Asset quality satisfactory. Overall asset quality is stable with no concerns from Malaysia and Indonesia. For domestic operations, management is satisfied with asset quality on the mortgages and SME’s/Corporate’s front with its mortgage portfolio being more residential driven, allaying risk concerns. Indonesia credit cost is expected to be ~200bps as provisioning is lower than expected. Management also reiterated that its expectations of a reduction of 50bps in CET1 for FY18 as regulatory reserves will be utilised to offset the increase in provisions with credit costs in FY18 unlikely to veer much off from the FY17 expected credit costs of 60-65bps.

Forecasts.
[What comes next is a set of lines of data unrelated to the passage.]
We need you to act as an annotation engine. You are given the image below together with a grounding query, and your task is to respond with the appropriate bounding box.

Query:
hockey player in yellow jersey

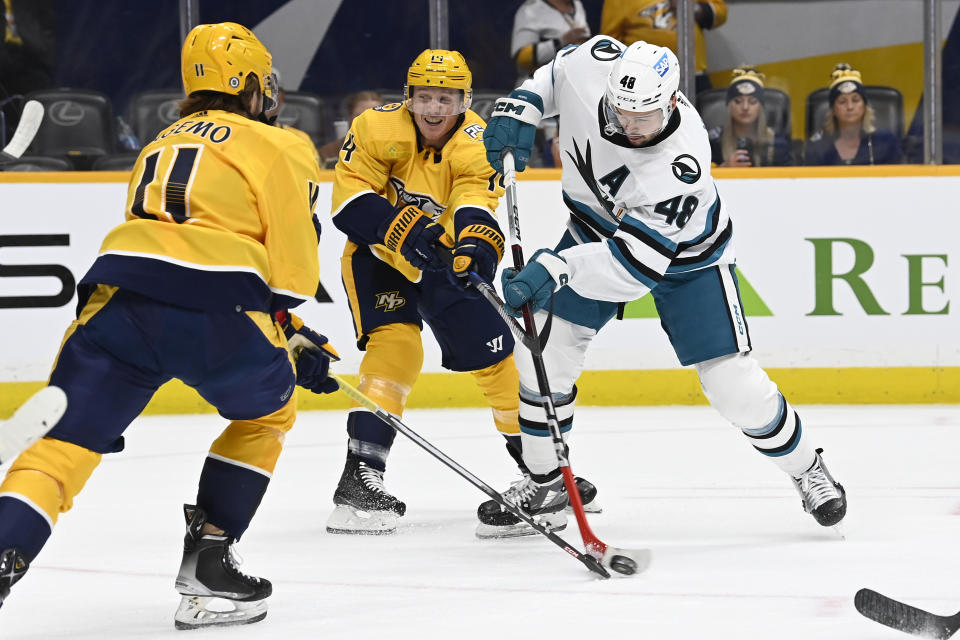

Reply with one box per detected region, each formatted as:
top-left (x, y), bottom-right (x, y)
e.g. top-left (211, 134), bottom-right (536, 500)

top-left (325, 49), bottom-right (524, 534)
top-left (0, 23), bottom-right (339, 629)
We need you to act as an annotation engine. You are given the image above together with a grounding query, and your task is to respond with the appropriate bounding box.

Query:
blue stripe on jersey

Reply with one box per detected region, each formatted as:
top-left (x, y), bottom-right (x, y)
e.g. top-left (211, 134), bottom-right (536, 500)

top-left (607, 237), bottom-right (662, 289)
top-left (618, 216), bottom-right (678, 254)
top-left (677, 188), bottom-right (721, 250)
top-left (562, 191), bottom-right (619, 235)
top-left (667, 219), bottom-right (732, 273)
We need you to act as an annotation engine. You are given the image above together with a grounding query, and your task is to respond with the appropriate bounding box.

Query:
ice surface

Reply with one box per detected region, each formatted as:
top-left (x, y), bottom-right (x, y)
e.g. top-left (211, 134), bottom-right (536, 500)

top-left (2, 405), bottom-right (958, 639)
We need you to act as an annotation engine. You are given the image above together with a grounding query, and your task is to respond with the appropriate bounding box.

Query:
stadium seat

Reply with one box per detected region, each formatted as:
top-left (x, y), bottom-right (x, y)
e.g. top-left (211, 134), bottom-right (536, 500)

top-left (805, 86), bottom-right (904, 139)
top-left (696, 87), bottom-right (792, 139)
top-left (92, 153), bottom-right (140, 171)
top-left (0, 156), bottom-right (73, 172)
top-left (276, 91), bottom-right (328, 145)
top-left (128, 89), bottom-right (183, 143)
top-left (24, 88), bottom-right (118, 170)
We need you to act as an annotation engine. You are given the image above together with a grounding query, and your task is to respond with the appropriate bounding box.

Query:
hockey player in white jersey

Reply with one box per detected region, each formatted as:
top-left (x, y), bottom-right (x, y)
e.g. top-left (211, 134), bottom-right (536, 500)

top-left (476, 36), bottom-right (846, 535)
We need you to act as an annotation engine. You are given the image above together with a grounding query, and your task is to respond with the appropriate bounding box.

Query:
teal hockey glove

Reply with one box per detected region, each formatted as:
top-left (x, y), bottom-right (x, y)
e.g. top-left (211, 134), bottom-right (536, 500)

top-left (484, 89), bottom-right (544, 173)
top-left (500, 248), bottom-right (569, 314)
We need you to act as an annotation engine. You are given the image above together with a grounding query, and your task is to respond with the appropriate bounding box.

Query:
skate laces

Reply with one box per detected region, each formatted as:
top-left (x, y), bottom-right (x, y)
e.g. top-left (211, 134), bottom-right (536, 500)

top-left (798, 459), bottom-right (840, 509)
top-left (358, 462), bottom-right (389, 495)
top-left (223, 543), bottom-right (260, 586)
top-left (504, 475), bottom-right (561, 507)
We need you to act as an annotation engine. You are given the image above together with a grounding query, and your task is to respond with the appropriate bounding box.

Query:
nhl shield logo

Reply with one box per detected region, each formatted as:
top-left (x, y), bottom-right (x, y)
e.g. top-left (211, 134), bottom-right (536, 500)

top-left (671, 154), bottom-right (701, 184)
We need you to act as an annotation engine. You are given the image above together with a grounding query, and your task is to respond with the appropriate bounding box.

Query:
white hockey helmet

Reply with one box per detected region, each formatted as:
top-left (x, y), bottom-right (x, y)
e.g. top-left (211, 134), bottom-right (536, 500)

top-left (603, 41), bottom-right (680, 139)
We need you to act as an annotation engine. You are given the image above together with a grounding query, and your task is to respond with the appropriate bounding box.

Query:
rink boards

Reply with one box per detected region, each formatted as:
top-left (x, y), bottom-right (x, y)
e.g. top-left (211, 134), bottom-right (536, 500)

top-left (0, 167), bottom-right (957, 414)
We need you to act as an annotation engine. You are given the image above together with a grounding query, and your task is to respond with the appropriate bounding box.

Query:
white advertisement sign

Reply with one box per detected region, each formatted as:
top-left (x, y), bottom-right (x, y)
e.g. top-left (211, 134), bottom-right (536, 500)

top-left (1, 175), bottom-right (957, 382)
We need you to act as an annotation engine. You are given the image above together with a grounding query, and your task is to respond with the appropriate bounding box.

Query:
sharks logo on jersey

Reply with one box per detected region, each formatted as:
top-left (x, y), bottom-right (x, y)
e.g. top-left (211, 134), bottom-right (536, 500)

top-left (566, 138), bottom-right (621, 217)
top-left (388, 176), bottom-right (446, 217)
top-left (671, 154), bottom-right (701, 184)
top-left (590, 39), bottom-right (623, 61)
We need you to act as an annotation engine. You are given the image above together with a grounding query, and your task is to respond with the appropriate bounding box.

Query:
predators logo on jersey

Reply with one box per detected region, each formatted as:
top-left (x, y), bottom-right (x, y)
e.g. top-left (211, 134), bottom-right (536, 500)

top-left (331, 103), bottom-right (503, 282)
top-left (374, 291), bottom-right (407, 312)
top-left (387, 176), bottom-right (445, 217)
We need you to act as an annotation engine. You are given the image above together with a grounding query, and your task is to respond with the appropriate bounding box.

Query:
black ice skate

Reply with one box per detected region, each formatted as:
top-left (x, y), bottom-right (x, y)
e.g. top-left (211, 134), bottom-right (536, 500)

top-left (0, 548), bottom-right (29, 606)
top-left (326, 453), bottom-right (407, 535)
top-left (792, 448), bottom-right (847, 528)
top-left (173, 504), bottom-right (271, 630)
top-left (476, 471), bottom-right (584, 539)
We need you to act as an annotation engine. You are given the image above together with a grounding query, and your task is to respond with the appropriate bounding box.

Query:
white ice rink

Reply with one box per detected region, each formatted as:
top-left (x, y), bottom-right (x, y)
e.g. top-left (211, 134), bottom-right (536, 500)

No change to our FY17E earnings as we render existing assumptions to be conservative and within guidance but slight change for FY18E earnings to RM4.59b (+0.2%). Our FY17E/FY18E assumptions are; (i) ROE at 9.1%/8.9% (both unchanged), (ii) Loans at 6.7%/7% (from 6.7%), (iii) Credit charge at 65bps/72bps (both unchanged), and (iv) flattish NIMs for both FY17E/FY18E (unchanged)

Valuation & recommendation. Our TP is now at RM6.80 (from RM6.75) based on a FY18E PB/PE of 1.17x/13.3x (previously GGM of RM6.75 based on its 5-year average P/BV 1.09x (with a 0.5SD below mean). The higher PB is to reflect the headwinds on asset quality receding with post MFRS9 credit charge likely lower than expected. Despite the demanding valuations, we maintain our MARKET PERFORM call as returns are within definition.